Noémie : Exactement, si moi je décide de faire quelque chose pour moi-même, surtout si c’est à l’intérieur de moi, qu’en plus j’aime bien travailler sur mes pensées, sur mes croyances… Personne d’autre ne peut le faire à ma place déjà, et personne d’autre ne peut contrôler ça.

Cecile : Oui tout à fait.

Noémie : En revanche, moi j’ai un moyen d’action, donc c’est vraiment une super bonne nouvelle. Donc voilà la première clef.

Cecile : Donc cette prise de conscience.

Noémie : c’est prendre conscience et reconnaitre surtout que le problème n’est pas à l’extérieur de soi, que ce n’est pas parce qu’on ne sait pas faire, ce n’est pas que nos enfants sont plus colériques. Moi je me disais par exemple : Ah ben oui mais deux grossesses comme ça forcement il y a quoi être en colère, il y a de quoi être fatiguée. Je ne dors pas la nuit, forcément, je m’agace, tu vois bien je n’ai pas dormi. C’est les arguments que je disais à mon mari d’ailleurs.

Cecile : Après ce sont peut-être des choses qui amplifient son état, mais l’état il est là. C’est ça.

Noémie : Effectivement, si on n’a moins dormi… Tout être humain qui a peu dormi, il est beaucoup plus sensible à certaines choses et donc on va s’agacer plus facilement mais quand je dis qu’on a un problème avec la colère ce n’est pas un problème ponctuel, une fois de temps en temps parce que on a mal dormi. Les personnes qui vont nous écouter et qui vont se sentir concernées, elles savent vraiment au fond d’elles même que c’est un problème récurrent qui se présente tous les jours de toute leur vie. C’est-à-dire que tous les jours elles sont confrontées à ça. Que se soit dans le couple ou avec les enfants, il y a cette émotion qu’on n’arrive pas à gérer et en plus on sait très bien, enfin je sais très bien que quand l’émotion passe, une fois qu’on a vidé son sac d’une certaine manière, la personne devient tout à coup elle-même, c’est être hors de soi de se mettre en colère. Elle revient à elle-même et là elle est lucide, elle est consciente que ce qui s’est passé n’est pas normal. Et c’était peut-être démesuré par rapport à l’objet ou à la situation et c’est là où ce n’est plus normal. C’est quand la réaction est démesurée et il y a une récurrence.

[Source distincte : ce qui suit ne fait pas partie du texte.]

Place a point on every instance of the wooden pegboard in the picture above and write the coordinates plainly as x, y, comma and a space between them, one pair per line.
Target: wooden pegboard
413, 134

Cecile : Les autres sont un peu des miroirs par rapport à ça, non ? On peut utiliser ce que nous disent les autres pour se dire : oui effectivement j’ai un souci…

Noémie : Alors, il ne s’agit pas encore une fois de se culpabiliser Cecile. Parce qu’il y a des mamans qui sont les championnes du monde toutes catégories confondues de la culpabilisation. Parce qu’une maman par nature se dit « c’est de ma faute, voilà. Mon enfant parle moins vite que les autres c’est de ma faute, mon enfant a une tête plate c’est de ma faute, mon enfant n’arrive pas à se faire des amis c’est de ma faute, mon enfant ne s’assied pas bien à la table c’est de ma faute. Tout est de leur faute… (…) Déjà il s’agit de se déculpabiliser. Prendre sa responsabilité, ce n’est pas culpabiliser, c’est être lucide. Ok, La gifle est partie toute seule.

Cecile : S’appuyer sur les faits en fait…

Noémie : Ce n’est pas bien mais m’auto-flageller ça ne sert à rien, c’est passé. Mais je comprends pourquoi mon fils me donne des coups… je comprends pourquoi mon mari crie tout le temps… Je sème moi-même des graines de violence, forcement elles germent, elles poussent et elles font des fleurs. Alors là je les vois à l’extérieur de moi… c’est ça.

Parce que c’est nous qui changeons et les choses changent et jamais le contraire.